La prima è una procedura a carattere generale, rivolta ad ogni debitore sovraindebitato non soggetto ad altre procedure concorsuali, indirizzata a realizzare una soluzione concordata della crisi dall'efficacia vincolante generalizzata.

La seconda è la sola procedura, fra le tre, riservata in via esclusiva alla categoria dei consumatori, ovvero a coloro le cui passività sono costituite da obbligazioni assunte solo per scopi esterni all'attività imprenditoriale o professionale eventualmente svolta.
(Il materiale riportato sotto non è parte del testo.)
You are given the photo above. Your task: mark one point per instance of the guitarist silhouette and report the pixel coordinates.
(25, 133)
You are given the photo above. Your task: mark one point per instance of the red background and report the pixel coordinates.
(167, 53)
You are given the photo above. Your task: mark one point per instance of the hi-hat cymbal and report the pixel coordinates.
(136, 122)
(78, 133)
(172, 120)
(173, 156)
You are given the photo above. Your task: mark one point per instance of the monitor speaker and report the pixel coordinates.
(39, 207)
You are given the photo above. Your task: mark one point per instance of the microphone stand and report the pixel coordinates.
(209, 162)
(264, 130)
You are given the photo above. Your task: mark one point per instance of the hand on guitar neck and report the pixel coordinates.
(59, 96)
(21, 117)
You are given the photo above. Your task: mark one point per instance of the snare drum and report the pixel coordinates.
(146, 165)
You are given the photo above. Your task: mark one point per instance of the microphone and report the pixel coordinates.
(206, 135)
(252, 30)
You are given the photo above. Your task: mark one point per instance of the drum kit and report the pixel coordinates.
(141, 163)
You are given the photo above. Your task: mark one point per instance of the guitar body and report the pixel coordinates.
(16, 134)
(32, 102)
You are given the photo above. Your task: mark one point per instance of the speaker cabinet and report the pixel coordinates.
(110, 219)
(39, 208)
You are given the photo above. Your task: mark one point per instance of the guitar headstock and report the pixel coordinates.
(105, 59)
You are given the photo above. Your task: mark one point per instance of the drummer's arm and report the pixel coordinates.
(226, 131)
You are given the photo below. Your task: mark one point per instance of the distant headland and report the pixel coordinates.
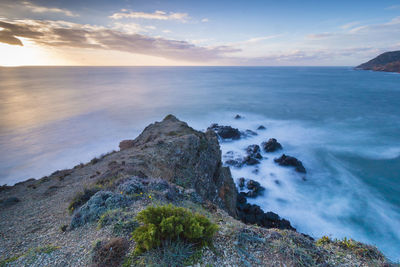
(388, 61)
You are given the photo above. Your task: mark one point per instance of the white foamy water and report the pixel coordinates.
(329, 199)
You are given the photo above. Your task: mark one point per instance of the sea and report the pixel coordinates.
(343, 124)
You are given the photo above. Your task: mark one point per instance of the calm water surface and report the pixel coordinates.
(343, 124)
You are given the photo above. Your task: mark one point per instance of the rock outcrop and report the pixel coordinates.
(389, 62)
(271, 145)
(173, 151)
(285, 160)
(225, 132)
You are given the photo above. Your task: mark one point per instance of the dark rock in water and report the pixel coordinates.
(291, 161)
(249, 133)
(253, 155)
(261, 127)
(241, 182)
(225, 132)
(271, 145)
(234, 162)
(255, 189)
(241, 198)
(253, 214)
(250, 161)
(254, 151)
(126, 144)
(9, 201)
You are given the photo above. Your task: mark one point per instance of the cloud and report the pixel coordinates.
(67, 34)
(393, 7)
(259, 39)
(129, 27)
(157, 15)
(320, 35)
(350, 25)
(7, 37)
(42, 9)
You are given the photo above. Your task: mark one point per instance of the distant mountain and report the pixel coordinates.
(389, 61)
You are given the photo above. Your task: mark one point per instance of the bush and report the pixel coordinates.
(123, 222)
(96, 206)
(171, 254)
(81, 198)
(171, 223)
(109, 254)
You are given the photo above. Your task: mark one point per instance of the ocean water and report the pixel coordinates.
(343, 124)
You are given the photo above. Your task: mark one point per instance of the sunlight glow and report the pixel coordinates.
(29, 54)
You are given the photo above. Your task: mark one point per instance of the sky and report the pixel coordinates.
(186, 32)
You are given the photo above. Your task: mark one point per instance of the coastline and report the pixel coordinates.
(42, 204)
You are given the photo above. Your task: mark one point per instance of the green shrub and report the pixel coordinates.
(171, 254)
(171, 223)
(109, 253)
(122, 221)
(82, 197)
(323, 240)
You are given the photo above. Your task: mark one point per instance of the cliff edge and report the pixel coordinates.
(389, 62)
(85, 216)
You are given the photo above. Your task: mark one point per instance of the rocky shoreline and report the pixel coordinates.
(56, 220)
(387, 62)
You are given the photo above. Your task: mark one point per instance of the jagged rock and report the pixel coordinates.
(98, 204)
(234, 162)
(9, 201)
(225, 132)
(250, 161)
(291, 161)
(254, 151)
(175, 152)
(126, 144)
(253, 214)
(261, 127)
(241, 182)
(271, 145)
(388, 61)
(249, 133)
(255, 189)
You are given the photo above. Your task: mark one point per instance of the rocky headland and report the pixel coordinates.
(85, 216)
(389, 62)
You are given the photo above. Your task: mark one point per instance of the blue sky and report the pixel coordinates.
(123, 32)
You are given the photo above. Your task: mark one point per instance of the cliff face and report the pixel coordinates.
(175, 152)
(54, 221)
(389, 62)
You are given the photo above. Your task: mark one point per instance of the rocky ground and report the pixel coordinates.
(63, 219)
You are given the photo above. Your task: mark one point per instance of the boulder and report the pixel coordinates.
(125, 144)
(175, 152)
(9, 201)
(285, 160)
(225, 132)
(253, 214)
(250, 161)
(249, 133)
(271, 145)
(254, 151)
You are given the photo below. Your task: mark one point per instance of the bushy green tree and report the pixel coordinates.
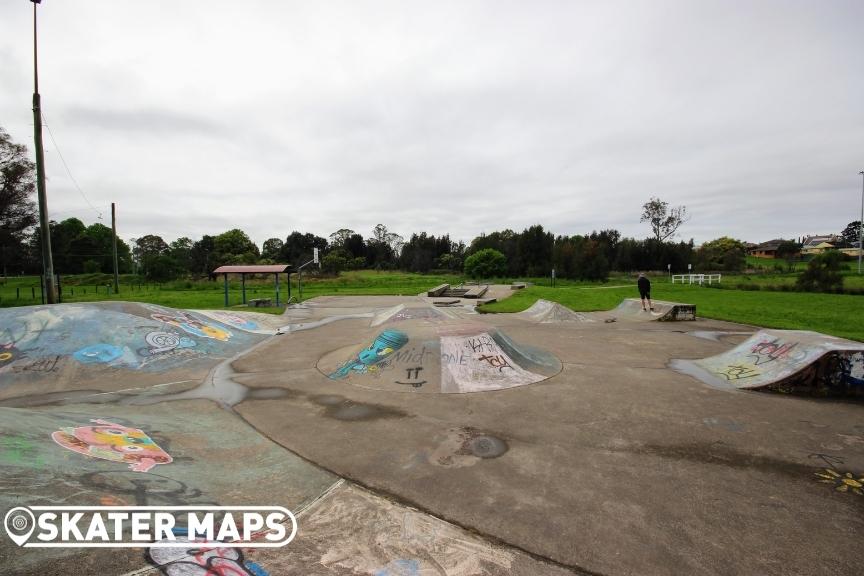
(725, 254)
(486, 263)
(822, 274)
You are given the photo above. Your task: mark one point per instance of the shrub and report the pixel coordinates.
(822, 274)
(487, 263)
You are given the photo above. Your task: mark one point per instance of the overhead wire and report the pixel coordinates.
(68, 171)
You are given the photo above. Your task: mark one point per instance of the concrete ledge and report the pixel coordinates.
(438, 290)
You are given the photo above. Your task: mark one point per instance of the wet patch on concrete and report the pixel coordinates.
(722, 455)
(724, 423)
(485, 446)
(720, 335)
(327, 399)
(467, 446)
(350, 411)
(269, 393)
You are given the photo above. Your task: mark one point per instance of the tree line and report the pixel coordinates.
(533, 252)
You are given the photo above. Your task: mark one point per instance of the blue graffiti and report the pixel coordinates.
(399, 568)
(370, 358)
(98, 354)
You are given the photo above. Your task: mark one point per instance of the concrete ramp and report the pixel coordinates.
(785, 360)
(631, 309)
(415, 356)
(109, 345)
(546, 312)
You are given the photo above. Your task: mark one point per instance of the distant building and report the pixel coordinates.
(766, 249)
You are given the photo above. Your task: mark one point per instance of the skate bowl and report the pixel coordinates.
(631, 309)
(108, 345)
(546, 312)
(787, 361)
(455, 357)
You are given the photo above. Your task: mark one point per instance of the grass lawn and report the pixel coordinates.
(837, 314)
(23, 291)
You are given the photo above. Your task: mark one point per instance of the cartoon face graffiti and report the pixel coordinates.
(192, 325)
(114, 442)
(98, 354)
(370, 358)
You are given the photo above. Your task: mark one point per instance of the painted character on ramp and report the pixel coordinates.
(369, 359)
(113, 442)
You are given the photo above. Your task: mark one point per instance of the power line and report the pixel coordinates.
(69, 172)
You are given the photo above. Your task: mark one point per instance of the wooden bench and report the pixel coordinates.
(476, 292)
(438, 290)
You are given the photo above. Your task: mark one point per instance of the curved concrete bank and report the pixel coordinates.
(788, 360)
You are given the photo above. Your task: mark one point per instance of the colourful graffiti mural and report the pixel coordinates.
(109, 335)
(785, 360)
(477, 361)
(204, 559)
(114, 442)
(369, 359)
(842, 482)
(192, 325)
(234, 320)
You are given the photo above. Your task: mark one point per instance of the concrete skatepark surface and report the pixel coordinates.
(603, 460)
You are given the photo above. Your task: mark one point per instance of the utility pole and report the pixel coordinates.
(861, 224)
(114, 246)
(47, 261)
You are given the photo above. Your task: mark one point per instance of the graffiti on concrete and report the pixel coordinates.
(114, 442)
(203, 559)
(98, 354)
(19, 451)
(400, 567)
(372, 357)
(9, 354)
(477, 362)
(40, 339)
(473, 361)
(235, 320)
(842, 481)
(786, 361)
(159, 342)
(144, 489)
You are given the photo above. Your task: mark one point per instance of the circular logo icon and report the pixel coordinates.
(19, 523)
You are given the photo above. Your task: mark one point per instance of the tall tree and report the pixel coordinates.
(664, 222)
(852, 234)
(234, 247)
(17, 209)
(272, 249)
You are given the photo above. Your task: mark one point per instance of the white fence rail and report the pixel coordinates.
(696, 278)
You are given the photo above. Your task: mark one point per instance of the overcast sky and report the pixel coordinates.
(451, 117)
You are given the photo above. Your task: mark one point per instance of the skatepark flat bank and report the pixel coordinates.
(415, 439)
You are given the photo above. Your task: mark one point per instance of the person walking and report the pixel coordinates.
(645, 291)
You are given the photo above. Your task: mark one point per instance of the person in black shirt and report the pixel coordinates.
(645, 291)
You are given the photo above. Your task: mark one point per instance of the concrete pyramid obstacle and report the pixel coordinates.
(449, 358)
(546, 312)
(631, 309)
(788, 360)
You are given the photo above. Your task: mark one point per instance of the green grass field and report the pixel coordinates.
(24, 291)
(837, 314)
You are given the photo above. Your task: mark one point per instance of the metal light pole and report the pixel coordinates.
(47, 261)
(861, 224)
I «consumatori», quindi, oltre alle due altre procedure generali, hanno anche uno specifico percorso privilegiato.

Il terzo rimedio, anch'esso a carattere generale come il primo, consiste in un procedimento espropriativo concorsuale e collettivo, volto alla liquidazione dell'intero patrimonio del debitore, a cui può seguire, qualora ne ricorrano i presupposti, l'esdebitazione.

Sia il primo che il secondo procedimento sembrano riprendere, adattandolo, l'archetipo del concordato, benché nel piano del consumatore venga in rilievo la saliente peculiarità rappresentata dalla mancanza del passaggio procedurale rappresentato, in ambito concordatario appunto, dall'approvazione dei creditori. La liquidazione del patrimonio, dal canto suo, mette in mostra sembianze procedurali e teleologiche che, almeno in parte, evocano le forme del c.d. «autofallimento».
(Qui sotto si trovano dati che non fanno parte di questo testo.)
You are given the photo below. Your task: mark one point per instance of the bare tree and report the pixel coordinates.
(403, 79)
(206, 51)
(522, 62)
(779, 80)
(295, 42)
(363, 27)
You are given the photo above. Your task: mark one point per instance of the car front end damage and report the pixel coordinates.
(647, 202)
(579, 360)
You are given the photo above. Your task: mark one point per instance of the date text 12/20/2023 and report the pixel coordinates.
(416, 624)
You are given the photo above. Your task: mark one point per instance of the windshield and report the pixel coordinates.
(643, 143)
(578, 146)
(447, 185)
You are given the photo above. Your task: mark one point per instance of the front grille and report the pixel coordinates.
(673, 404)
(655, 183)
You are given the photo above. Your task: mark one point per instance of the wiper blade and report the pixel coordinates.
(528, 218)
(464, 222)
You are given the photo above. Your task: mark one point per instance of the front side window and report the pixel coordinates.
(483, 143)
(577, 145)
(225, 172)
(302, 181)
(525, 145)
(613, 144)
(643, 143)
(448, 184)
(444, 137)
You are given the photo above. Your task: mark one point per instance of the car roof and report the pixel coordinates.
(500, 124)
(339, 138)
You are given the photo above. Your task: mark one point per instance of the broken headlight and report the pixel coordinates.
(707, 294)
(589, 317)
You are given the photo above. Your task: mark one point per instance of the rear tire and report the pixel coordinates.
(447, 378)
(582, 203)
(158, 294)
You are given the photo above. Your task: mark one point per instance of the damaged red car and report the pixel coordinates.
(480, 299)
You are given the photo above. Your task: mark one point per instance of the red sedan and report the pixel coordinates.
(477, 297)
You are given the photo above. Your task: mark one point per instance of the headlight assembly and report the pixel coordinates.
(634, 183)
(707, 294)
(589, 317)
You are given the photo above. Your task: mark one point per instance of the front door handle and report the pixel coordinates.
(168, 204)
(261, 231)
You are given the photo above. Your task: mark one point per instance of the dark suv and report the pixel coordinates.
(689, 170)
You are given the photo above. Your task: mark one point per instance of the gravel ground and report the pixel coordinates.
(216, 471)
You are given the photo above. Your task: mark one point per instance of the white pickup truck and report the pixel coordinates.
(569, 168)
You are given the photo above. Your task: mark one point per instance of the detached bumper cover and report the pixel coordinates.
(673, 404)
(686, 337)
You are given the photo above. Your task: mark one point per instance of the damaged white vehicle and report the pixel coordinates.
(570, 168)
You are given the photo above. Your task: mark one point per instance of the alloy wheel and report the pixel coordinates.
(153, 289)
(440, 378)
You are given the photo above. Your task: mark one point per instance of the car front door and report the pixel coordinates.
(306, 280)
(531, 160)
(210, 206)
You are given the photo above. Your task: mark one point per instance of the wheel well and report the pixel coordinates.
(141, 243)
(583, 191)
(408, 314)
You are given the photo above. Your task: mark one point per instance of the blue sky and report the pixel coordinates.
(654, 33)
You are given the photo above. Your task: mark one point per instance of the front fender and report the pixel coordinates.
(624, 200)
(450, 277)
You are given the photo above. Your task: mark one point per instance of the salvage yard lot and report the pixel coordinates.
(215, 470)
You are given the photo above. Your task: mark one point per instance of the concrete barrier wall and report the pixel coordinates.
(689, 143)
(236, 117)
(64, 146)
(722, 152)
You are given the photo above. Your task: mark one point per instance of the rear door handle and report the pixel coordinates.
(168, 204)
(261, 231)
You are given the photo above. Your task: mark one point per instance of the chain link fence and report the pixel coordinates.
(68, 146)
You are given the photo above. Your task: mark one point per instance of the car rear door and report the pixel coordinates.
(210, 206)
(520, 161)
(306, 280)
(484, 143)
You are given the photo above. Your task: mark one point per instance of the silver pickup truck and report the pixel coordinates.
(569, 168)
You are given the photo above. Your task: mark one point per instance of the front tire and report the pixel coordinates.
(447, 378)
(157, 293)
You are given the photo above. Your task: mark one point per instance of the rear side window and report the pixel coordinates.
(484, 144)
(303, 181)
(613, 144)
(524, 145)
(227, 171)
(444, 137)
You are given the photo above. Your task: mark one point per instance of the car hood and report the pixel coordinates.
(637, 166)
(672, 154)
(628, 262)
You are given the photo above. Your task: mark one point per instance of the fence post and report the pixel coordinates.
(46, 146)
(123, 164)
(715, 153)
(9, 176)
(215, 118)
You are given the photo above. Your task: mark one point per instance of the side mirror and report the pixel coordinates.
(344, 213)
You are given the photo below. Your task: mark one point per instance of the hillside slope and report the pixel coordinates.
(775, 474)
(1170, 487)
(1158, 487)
Le due procedure di composizione della crisi da sovraindebitamento ex artt. 7 ss. sono perfettamente alternative al procedimento di liquidazione del patrimonio del debitore ex artt. 14-ter ss., nel senso che il debitore può scegliere se tentare una soluzione al sovraindebitamento attraverso un piano approvato dalla maggioranza dei creditori o – nel caso del consumatore – «convalidato» dal giudice, oppure richiedere la liquidazione del proprio patrimonio nella prospettiva di potersi affrancare dai debiti residui.
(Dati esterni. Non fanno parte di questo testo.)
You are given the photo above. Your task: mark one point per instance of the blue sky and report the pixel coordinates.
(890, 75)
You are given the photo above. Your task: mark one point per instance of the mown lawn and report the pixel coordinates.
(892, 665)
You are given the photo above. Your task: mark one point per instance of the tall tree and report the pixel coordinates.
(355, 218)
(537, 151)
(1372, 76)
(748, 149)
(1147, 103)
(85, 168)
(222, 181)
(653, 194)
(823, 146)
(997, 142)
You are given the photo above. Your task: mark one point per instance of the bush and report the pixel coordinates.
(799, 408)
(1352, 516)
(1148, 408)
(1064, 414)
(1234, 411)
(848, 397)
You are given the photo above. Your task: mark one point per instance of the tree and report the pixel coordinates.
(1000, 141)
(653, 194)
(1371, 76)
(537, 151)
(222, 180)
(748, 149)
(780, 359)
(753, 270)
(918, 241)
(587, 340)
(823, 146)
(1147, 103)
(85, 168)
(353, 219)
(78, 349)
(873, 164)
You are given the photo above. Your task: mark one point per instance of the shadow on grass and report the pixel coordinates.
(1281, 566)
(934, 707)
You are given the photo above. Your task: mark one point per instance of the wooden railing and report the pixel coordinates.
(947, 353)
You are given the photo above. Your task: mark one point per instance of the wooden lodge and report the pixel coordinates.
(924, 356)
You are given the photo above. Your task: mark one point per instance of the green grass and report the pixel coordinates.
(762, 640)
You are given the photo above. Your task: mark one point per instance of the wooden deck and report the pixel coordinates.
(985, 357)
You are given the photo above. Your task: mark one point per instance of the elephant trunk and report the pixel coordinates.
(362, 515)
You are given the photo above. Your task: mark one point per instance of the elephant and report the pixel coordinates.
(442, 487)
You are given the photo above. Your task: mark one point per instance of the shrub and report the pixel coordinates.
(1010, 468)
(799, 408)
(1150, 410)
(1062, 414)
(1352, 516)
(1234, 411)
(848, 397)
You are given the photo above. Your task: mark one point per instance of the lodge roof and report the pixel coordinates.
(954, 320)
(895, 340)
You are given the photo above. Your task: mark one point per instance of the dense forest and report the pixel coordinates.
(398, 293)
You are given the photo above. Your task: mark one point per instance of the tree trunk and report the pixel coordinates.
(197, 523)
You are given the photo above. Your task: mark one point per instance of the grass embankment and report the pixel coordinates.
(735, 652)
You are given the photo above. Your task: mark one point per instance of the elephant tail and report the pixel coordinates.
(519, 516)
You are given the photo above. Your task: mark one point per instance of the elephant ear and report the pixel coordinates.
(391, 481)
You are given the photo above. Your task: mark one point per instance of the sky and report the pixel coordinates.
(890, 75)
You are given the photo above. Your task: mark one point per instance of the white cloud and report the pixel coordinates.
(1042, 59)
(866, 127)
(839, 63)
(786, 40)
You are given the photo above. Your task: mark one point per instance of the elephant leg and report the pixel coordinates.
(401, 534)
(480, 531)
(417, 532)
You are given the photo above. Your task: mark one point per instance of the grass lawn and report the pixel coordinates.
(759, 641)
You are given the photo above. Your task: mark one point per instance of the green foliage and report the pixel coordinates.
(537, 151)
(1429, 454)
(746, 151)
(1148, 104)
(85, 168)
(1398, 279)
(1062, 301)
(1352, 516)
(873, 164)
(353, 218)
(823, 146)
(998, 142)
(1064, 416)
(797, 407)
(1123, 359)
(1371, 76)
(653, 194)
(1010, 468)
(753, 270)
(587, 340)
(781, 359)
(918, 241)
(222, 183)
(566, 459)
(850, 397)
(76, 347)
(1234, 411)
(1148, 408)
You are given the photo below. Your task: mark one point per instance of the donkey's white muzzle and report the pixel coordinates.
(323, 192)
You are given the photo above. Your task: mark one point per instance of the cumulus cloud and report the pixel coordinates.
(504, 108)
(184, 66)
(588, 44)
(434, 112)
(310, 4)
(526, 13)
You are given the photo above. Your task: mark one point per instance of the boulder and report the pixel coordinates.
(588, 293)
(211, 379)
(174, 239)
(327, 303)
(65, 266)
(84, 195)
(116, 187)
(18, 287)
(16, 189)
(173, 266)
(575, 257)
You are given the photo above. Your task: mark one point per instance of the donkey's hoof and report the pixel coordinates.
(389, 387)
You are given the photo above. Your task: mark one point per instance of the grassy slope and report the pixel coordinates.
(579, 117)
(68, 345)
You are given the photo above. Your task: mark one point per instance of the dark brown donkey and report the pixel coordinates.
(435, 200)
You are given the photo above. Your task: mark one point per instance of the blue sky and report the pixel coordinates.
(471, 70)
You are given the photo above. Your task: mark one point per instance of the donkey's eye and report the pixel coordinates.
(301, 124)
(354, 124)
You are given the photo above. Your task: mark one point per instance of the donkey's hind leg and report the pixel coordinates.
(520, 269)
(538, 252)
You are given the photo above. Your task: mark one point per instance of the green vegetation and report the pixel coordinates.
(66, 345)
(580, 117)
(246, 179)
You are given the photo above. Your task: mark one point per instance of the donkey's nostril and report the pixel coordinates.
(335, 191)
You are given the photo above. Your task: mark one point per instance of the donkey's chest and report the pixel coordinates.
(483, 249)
Con ogni evidenza, tutte e tre le procedure traggono origine da un criterio d'ispirazione concorsuale e sono volte a soddisfare le richieste non soltanto degli imprenditori, ma anche delle persone fisiche che si trovino in una condizione di deficit tale da non poter essere più contrastata e dominata attraverso gli ordinari strumenti civilistici.

Specularmente, dal punto di vista dei creditori, l'effetto del ricorso ai nuovi strumenti di composizione della crisi finisce per rappresentare un'alternativa alle procedure esecutive individuali del codice di rito civile, con la garanzia, peraltro, del rispetto del principio della par condicio creditorum.

La natura concorsuale delle tre procedure si rinviene sotto diversi, convergenti aspetti. Innanzitutto, risalta il tenore letterale della legge, tesa a rimediare a situazioni di sovraindebitamento non governabili attraverso procedure concorsuali – testualmente – «diverse da quelle regolate dal presente capo» (comma 1, art. 6). Inoltre, viene in rilievo l'apertura delle procedure in questione con provvedimento dell'autorità giudiziaria e il loro susseguente dipanarsi sempre sotto il controllo di quest'ultima. Ancora, assume pregnanza la tutela del credito attraverso strumenti che assicurano tendenzialmente un trattamento paritetico dei singoli titolari di pretese, mediante la massimizzazione degli esiti di un'attività di risanamento dell'impresa, ove possibile, o attraverso la virtuosa ed efficiente liquidazione del complesso produttivo, ove necessario.

Ambito soggettivo di applicazione

La legge n. 3/2012 all'art. 6 riferisce la situazione di sovraindebitamento genericamente al «debitore», sicché, in linea di principio, si mostra accessibile a ciascun soggetto che sia tale, a prescindere dalla sua qualità o meno di imprenditore o di lavoratore, autonomo o dipendente.

Tenuto conto del filtro selettivo – enucleato dal comma 1 – e consistente nella non assoggettabilità alle procedure concorsuali diverse da quelle regolate dalla legge n. 3 del 2012, possono senz'altro ritenersi legittimati ad accedere agli strumenti da quest'ultima disciplinati tutte le persone fisiche e giuridiche che esercitano una attività non commerciale.

Legittimati all'impiego degli strumenti rimediali della legge in commento sono, dunque, innanzitutto i c.d. «debitori civili», ossia le persone fisiche che non sono imprenditori commerciali ai sensi degli artt. 2082 e 2195 c.c., i professionisti e gli imprenditori «non fallibili» (quindi i soggetti previsti dagli artt. 2083, 2135 e 2221 c.c. e dall'art. 1 l.fall.) che si sono sovraindebitati in qualità di meri consumatori.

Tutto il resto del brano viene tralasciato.